In Arabidopsis, the distinct involvement of JA signaling has been observed in the process of synthesizing heat shock proteins. According to research, it has been concluded that enhancing the level of JA under heat stress is considered a defense activity of plants to produce heat shock proteins under heat stress [23,51]. The foliar spray of JA in lower doses showed the preservation of cell structure under heat stress as obvious by leaf electrolyte leakage assays. In other research conducted on barley, it was revealed that a foliar spray of JA on the barley plants improved the signaling of gene expression and heat shock proteins as a response against heat stress [90,109]. Some other studies reported that the foliar application of JA modified the phenolic profiles of compounds at the cellular level in plants which resulted in the production of many heat shock proteins. These proteins make plants very resistant to heat stress. Moreover, elevating abscisic acid content in cells of plants along with JA might be very helpful in decreasing the harmful effects of heat stress as it induces the production of more heat shock proteins [18,97]. However, Abscisic acid also regulates the closing and opening of stomata and water-saving strategies under heat stress. There is a need for more research to fully understand the effects of heat stress and the role of JA under heat stress in plants [95,109]. Many phytohormones mainly control heat stress. However, JA is one of them because its production in plants mainly reduces heat stress.
In conclusion, JA has the potential to increase plant defense mechanisms against heat stress, including gene expression and phenolic compound profiles. However, further research is imperative to understand the impacts of heat stress and the involvement of JA in enhancing plant defense. A detailed illustration of heat stress and production of JA and ethylene under heat stress in plants is given below in Figure 6.
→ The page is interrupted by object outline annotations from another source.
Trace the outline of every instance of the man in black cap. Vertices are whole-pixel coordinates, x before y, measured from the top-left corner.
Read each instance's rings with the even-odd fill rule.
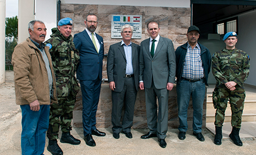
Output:
[[[188,42],[175,51],[176,77],[177,78],[177,101],[180,121],[179,138],[184,140],[188,130],[188,107],[190,96],[193,106],[193,135],[200,141],[204,141],[201,133],[203,105],[205,85],[211,66],[211,55],[209,50],[198,42],[199,29],[190,27],[186,37]]]

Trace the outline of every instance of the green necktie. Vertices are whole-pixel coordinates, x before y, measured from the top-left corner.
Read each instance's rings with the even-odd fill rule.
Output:
[[[95,39],[94,39],[93,33],[92,33],[92,43],[93,43],[93,45],[95,46],[95,48],[96,49],[97,52],[99,53],[98,48],[97,47],[97,44],[96,44]]]
[[[154,56],[154,53],[155,51],[155,42],[156,41],[155,39],[152,40],[152,45],[151,45],[151,49],[150,50],[150,54],[151,54],[152,58]]]

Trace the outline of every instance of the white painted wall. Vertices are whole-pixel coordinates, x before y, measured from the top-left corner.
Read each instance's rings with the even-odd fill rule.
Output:
[[[250,56],[250,74],[245,83],[256,86],[256,11],[238,17],[238,43],[236,47]]]
[[[35,19],[34,1],[19,0],[19,15],[18,20],[18,43],[26,40],[29,37],[28,24]]]
[[[147,7],[190,7],[190,0],[61,0],[62,3],[90,4]]]

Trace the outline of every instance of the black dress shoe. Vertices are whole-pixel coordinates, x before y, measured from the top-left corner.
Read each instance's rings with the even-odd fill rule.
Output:
[[[96,143],[95,141],[92,138],[92,136],[91,134],[88,134],[87,135],[85,136],[85,143],[87,146],[95,146]]]
[[[140,138],[142,138],[142,139],[147,139],[147,138],[151,138],[151,137],[157,137],[156,136],[156,134],[154,134],[154,133],[151,133],[150,132],[147,132],[147,134],[145,134],[145,135],[144,135],[142,136],[141,136],[140,137]]]
[[[196,136],[196,138],[198,138],[198,140],[202,141],[202,142],[204,141],[204,136],[203,136],[201,132],[197,133],[193,132],[193,135]]]
[[[92,135],[95,135],[97,136],[106,136],[106,133],[101,132],[99,131],[97,129],[92,130]]]
[[[125,136],[126,136],[129,138],[132,138],[132,135],[131,134],[131,132],[124,132],[125,133]]]
[[[183,132],[183,131],[180,131],[179,132],[179,135],[178,137],[179,137],[179,139],[180,140],[184,140],[185,138],[186,138],[186,132]]]
[[[73,145],[78,145],[81,143],[81,141],[75,138],[73,136],[70,135],[70,132],[62,132],[61,136],[61,142],[70,143]]]
[[[113,133],[113,137],[116,139],[119,138],[119,137],[120,137],[119,133],[114,132]]]
[[[166,147],[166,142],[164,139],[159,139],[158,141],[159,142],[159,145],[163,148],[165,148]]]

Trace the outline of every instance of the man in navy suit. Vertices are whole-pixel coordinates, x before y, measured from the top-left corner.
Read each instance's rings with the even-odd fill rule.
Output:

7.4. Jasmonic Acid Enhances Plant Tolerance against Cold Stress

Low temperature is also considered very lethal for the growth and nourishment of plants. Plant growth is optimum during an optimal growth temperature. When the temperature deviates from the optimal range, plants typically undergo a series of physical, biochemical, physiological, and molecular alterations as part of their normal response [112]. Plants have evolved such a mechanism to combat growth rate under different environmental conditions to maximize their growth by producing defensive system signals that allow fast reproduction of the plant cells. This mechanism is called molecular homeostasis which performs its functions of growth regulation under different temperatures. Typically, plants suffer from cold or chilling stress between the 0 and 15 °C range of temperature. They usually mitigate cold stress by modifying their gene expression, and physical, biochemical, and physiological modifications in their biosynthetic systems [59,78,113]. During the last few decades, there has been a lot of attention on understanding the roles of JA as a signaling molecule towards cold or chilling stress. During different research, it has been found that numerous phytohormones like JA, Abscisic acid, and ethylene have a great role in plant physiology to alleviate the effect of low-temperature stress or chilling stress. In research, it was learned that the JA content was drastically increased during the low-temperature stress (Figure 6). Moreover, the JA content was also increased in the leaves of Pinus pinaster when they were highly exposed to chilling stress [20,50,107]. Similarly, using methyl jasmonate treatment before harvest enhanced lemons’ resistance to postharvest chilling damage and deterioration without compromising production and quality [114].
In different research, it has been studied that JA stops the effect of chilling injuries to plant cells by different protein inhibitors, polyamines, and cryoprotective agents and upsurges the activities of LOXs and antioxidants.
In this specific investigation, it was observed that exogenous methyl jasmonate (MeJA) augmented the activity of the ascorbate–glutathione (AsA–GSH) cycle, consequently enhancing the antioxidant capacity of root tissues. Simultaneously, the pivotal components of the antioxidant enzyme system, namely superoxide dismutase (SOD), peroxidase (POD), catalase (CAT), and the aforementioned ascorbate–glutathione (AsA–GSH) cycle, collectively played significant roles in scavenging reactive oxygen species (ROS) [115].
Upon exposure to cold conditions, the induction of jasmonic acid (JA) biosynthesis genes, specifically OsLOX2, is noted in plants, leading to a rapid increase in endogenous JA levels in rice [116]. Conversely, Arabidopsis mutants with inhibited JA production and signaling, specifically lox2-mutants, show sensitivity to freezing stress [117]. In the context of banana plants, the application of methyl jasmonate induces the transcription of MaLOXs, thereby enhancing resistance to low temperatures [118]. Furthermore, the supplementation of exogenous MeJA under low-temperature conditions amplifies the concentration of JA, subsequently improving the transcriptional and functional aspects of lipoxygenase (LOX) [119]. LOXs play a pivotal role in catalyzing the oxidation of polyunsaturated fatty acids, and their expression is intricately regulated by phytohormones [120]. Research on rice seedlings was conducted and showed that if we had applied the JA to seedlings before chilling stress, it would mitigate the effects of chilling stress at a later stage by osmoregulation of different antioxidants. Application of JA in the seedlings preserved the stomatal shape by enhancing hydrolytic activities [18,99]. JA has a strong role in coping with cold stress. It reduces the physiological and biochemical effects of cold stress.
In conclusion, molecular homeostasis assumes a significant function in regulating plant growth when subjected to fluctuating temperatures, with a focus on cold or chilling stress between 0 and 15 °C. JA emerges as a crucial signaling molecule in mitigating the effects of low-temperature stress, influencing gene expression, antioxidant activity, and stomatal regulation.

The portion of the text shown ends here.